Все это, как молния, пронеслось в его голове.
Порфирий Петрович мигом воротился. Он вдруг как-то
повеселел.
– У меня, брат, со вчерашнего твоего голова… Да и весь я
как-то развинтился, – начал он совсем другим тоном, смеясь, к Разумихину.
– А что, интересно было? Я ведь вас вчера на самом интересном
пункте бросил? Кто победил?
– Да никто, разумеется. На вековечные вопросы съехали, на
воздусех парили.
– Вообрази, Родя, на что вчера съехали: есть или нет
преступление? Говорил, что до чертиков доврались!
– Что ж удивительного? Обыкновенный социальный вопрос, –
рассеянно ответил Раскольников.
– Вопрос был не так формулирован, – заметил Порфирий.

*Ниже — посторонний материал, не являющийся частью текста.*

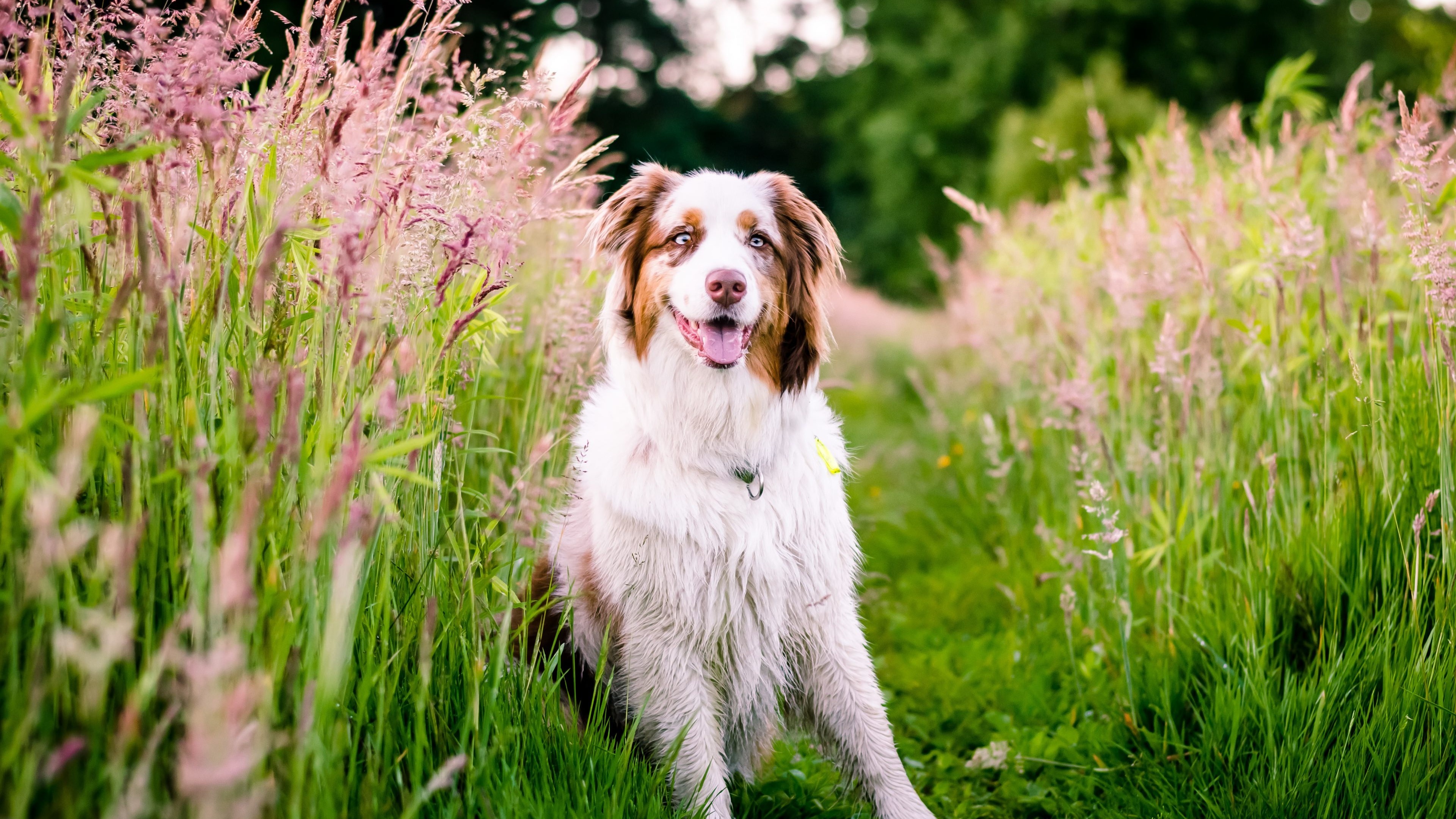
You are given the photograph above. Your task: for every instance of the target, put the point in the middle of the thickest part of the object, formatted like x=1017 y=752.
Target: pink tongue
x=723 y=344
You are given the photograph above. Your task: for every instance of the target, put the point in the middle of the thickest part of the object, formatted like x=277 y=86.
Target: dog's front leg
x=679 y=700
x=842 y=703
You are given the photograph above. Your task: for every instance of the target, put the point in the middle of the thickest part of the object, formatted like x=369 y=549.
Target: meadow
x=1156 y=528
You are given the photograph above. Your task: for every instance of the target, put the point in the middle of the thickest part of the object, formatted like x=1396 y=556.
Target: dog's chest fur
x=669 y=540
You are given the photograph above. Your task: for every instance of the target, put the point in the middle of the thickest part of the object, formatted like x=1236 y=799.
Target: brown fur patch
x=627 y=231
x=795 y=328
x=747 y=221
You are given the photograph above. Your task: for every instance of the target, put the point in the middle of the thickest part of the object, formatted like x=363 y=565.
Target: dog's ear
x=811 y=263
x=622 y=228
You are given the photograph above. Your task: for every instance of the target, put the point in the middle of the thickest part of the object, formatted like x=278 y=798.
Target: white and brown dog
x=708 y=557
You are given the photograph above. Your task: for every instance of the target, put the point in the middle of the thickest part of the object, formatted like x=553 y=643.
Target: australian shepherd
x=707 y=560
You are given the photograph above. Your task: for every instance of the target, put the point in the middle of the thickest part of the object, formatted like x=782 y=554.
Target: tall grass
x=1170 y=528
x=283 y=395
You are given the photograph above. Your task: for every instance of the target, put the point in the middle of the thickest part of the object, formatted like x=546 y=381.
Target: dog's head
x=739 y=264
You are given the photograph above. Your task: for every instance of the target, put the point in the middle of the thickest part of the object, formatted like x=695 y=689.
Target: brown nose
x=727 y=286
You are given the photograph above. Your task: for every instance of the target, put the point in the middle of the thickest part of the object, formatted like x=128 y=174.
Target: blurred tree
x=954 y=93
x=956 y=89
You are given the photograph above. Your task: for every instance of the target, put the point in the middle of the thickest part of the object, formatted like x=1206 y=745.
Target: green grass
x=258 y=541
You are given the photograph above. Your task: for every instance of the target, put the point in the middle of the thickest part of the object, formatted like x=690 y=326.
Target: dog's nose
x=727 y=286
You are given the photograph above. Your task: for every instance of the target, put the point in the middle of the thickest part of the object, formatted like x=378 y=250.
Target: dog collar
x=753 y=479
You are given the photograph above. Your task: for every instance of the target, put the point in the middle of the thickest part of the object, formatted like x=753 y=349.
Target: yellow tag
x=826 y=457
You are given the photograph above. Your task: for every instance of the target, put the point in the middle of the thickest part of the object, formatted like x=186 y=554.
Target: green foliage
x=928 y=110
x=1037 y=152
x=1173 y=525
x=1289 y=88
x=260 y=525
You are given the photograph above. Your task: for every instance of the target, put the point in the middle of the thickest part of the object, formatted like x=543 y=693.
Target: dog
x=707 y=563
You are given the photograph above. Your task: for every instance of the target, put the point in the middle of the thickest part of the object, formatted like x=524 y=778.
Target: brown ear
x=624 y=223
x=811 y=261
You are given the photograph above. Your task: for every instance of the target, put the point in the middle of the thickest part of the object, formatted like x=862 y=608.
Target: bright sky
x=723 y=38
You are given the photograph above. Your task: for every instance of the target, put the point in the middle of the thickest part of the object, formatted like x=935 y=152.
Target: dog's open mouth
x=720 y=343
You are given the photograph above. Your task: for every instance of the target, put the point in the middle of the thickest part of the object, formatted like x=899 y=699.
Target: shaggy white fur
x=719 y=605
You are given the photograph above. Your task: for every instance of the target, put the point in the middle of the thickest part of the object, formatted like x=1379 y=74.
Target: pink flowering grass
x=1213 y=573
x=287 y=365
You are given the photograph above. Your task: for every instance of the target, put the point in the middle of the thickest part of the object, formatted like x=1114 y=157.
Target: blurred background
x=873 y=107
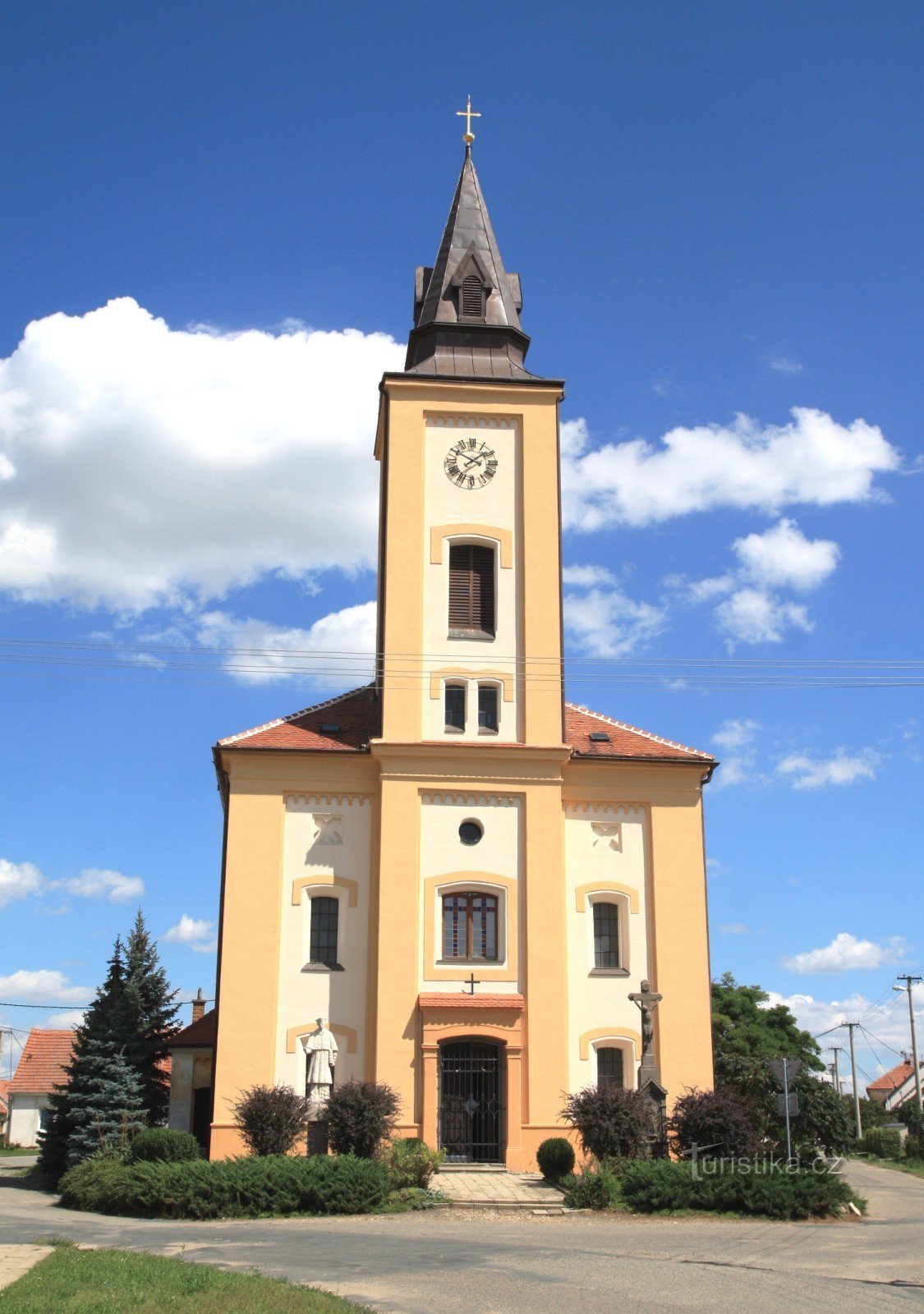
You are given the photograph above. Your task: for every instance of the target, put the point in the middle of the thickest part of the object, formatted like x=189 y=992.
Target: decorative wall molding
x=577 y=810
x=309 y=802
x=605 y=887
x=467 y=529
x=470 y=422
x=325 y=882
x=471 y=801
x=295 y=1033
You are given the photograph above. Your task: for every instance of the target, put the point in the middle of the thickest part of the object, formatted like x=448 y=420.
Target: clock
x=470 y=463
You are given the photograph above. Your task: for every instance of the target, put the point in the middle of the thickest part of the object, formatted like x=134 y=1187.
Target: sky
x=210 y=223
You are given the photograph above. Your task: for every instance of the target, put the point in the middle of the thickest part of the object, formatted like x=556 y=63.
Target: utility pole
x=856 y=1088
x=910 y=982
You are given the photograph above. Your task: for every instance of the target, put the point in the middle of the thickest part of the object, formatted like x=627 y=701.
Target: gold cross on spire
x=468 y=115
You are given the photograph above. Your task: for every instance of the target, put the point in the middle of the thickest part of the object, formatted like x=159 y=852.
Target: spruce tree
x=157 y=1009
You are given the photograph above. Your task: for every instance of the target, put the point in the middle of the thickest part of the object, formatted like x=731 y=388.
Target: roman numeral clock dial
x=470 y=463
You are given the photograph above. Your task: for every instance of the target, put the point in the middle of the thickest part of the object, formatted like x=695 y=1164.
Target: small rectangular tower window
x=325 y=917
x=472 y=589
x=606 y=936
x=488 y=707
x=455 y=707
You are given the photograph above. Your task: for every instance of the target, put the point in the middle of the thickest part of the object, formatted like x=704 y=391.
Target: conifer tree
x=157 y=1009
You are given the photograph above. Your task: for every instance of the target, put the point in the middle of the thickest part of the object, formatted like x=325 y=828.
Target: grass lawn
x=117 y=1281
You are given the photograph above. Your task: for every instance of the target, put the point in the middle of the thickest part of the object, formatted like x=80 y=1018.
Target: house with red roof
x=453 y=880
x=39 y=1071
x=895 y=1087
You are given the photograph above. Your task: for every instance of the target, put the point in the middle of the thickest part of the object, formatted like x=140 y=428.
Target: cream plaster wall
x=493 y=506
x=325 y=834
x=444 y=856
x=605 y=844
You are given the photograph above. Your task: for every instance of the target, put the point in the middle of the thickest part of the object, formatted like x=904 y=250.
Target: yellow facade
x=376 y=825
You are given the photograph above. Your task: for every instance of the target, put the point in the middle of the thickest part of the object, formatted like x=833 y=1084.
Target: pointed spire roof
x=480 y=338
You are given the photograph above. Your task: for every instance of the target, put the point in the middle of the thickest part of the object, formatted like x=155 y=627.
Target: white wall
x=325 y=836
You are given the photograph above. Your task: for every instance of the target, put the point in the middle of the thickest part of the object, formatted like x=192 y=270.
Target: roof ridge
x=292 y=716
x=637 y=729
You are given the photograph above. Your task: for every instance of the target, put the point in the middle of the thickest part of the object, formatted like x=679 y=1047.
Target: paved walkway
x=499 y=1189
x=16 y=1261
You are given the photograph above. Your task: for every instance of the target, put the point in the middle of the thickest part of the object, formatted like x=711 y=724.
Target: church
x=466 y=875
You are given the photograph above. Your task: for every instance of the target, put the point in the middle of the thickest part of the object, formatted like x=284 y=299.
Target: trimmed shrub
x=163 y=1145
x=411 y=1162
x=555 y=1158
x=611 y=1123
x=271 y=1119
x=361 y=1114
x=230 y=1188
x=884 y=1142
x=718 y=1123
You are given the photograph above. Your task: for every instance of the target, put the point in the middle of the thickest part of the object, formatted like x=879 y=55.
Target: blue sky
x=210 y=223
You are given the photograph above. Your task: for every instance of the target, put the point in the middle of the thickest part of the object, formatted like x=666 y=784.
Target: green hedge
x=229 y=1188
x=650 y=1186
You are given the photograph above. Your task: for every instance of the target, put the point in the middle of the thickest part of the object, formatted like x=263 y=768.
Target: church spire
x=467 y=306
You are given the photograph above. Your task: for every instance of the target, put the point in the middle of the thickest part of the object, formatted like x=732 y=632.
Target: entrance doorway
x=471 y=1100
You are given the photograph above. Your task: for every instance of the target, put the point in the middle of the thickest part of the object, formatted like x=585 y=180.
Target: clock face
x=470 y=463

– Не совсем так, это правда, – тотчас же согласился
Разумихин, торопясь и разгорячаясь, по обыкновению. – Видишь, Родион: слушай и
скажи свое мнение. Я хочу. Я из кожи лез вчера с ними и тебя поджидал; я и им
про тебя говорил, что придешь… Началось с воззрения социалистов. Известно
воззрение: преступление есть протест против ненормальности социального
устройства – и только, и ничего больше, и никаких причин больше не допускается,
– и ничего!..
– Вот и соврал! – крикнул Порфирий Петрович. Он, видимо,
оживлялся и поминутно смеялся, смотря на Разумихина, чем еще более поджигал
его.
– Н-ничего не допускается! – с жаром перебил Разумихин, – не
вру!.. Я тебе книжки ихние покажу: все у них потому, что «среда заела», – и
ничего больше! Любимая фраза! Отсюда прямо, что если общество устроить
нормально, то разом и все преступления исчезнут, так как не для чего будет
протестовать, и все в один миг станут праведными. Натура не берется в расчет,
натура изгоняется, натуры не полагается! У них не человечество, развившись
историческим, живым путем до конца, само собою обратится, наконец, в нормальное
общество, а, напротив, социальная система, выйдя из какой-нибудь математической
головы, тотчас же и устроит все человечество и в один миг сделает его праведным
и безгрешным, раньше всякого живого процесса, без всякого исторического и
живого пути! Оттого-то они так инстинктивно и не любят историю: «безобразия
одни в ней да глупости» – и все одною только глупостью объясняется! Оттого так
и не любят живого процесса жизни: не надо живой души! Живая душа жизни
потребует, живая душа не послушается механики, живая душа подозрительна, живая
душа ретроградна! А тут хоть и мертвечинкой припахивает, из каучука сделать
можно, – зато не живая, зато без воли, зато рабская, не взбунтуется! И выходит
в результате, что всё на одну только кладку кирпичиков да на расположение
коридоров и комнат в фаланстере
[40]
свели! фаланстера-то и готова, да натура-то
у вас для фаланстеры еще не готова, жизни хочет, жизненного процесса еще не
завершила, рано на кладбище! С одной логикой нельзя через натуру перескочить!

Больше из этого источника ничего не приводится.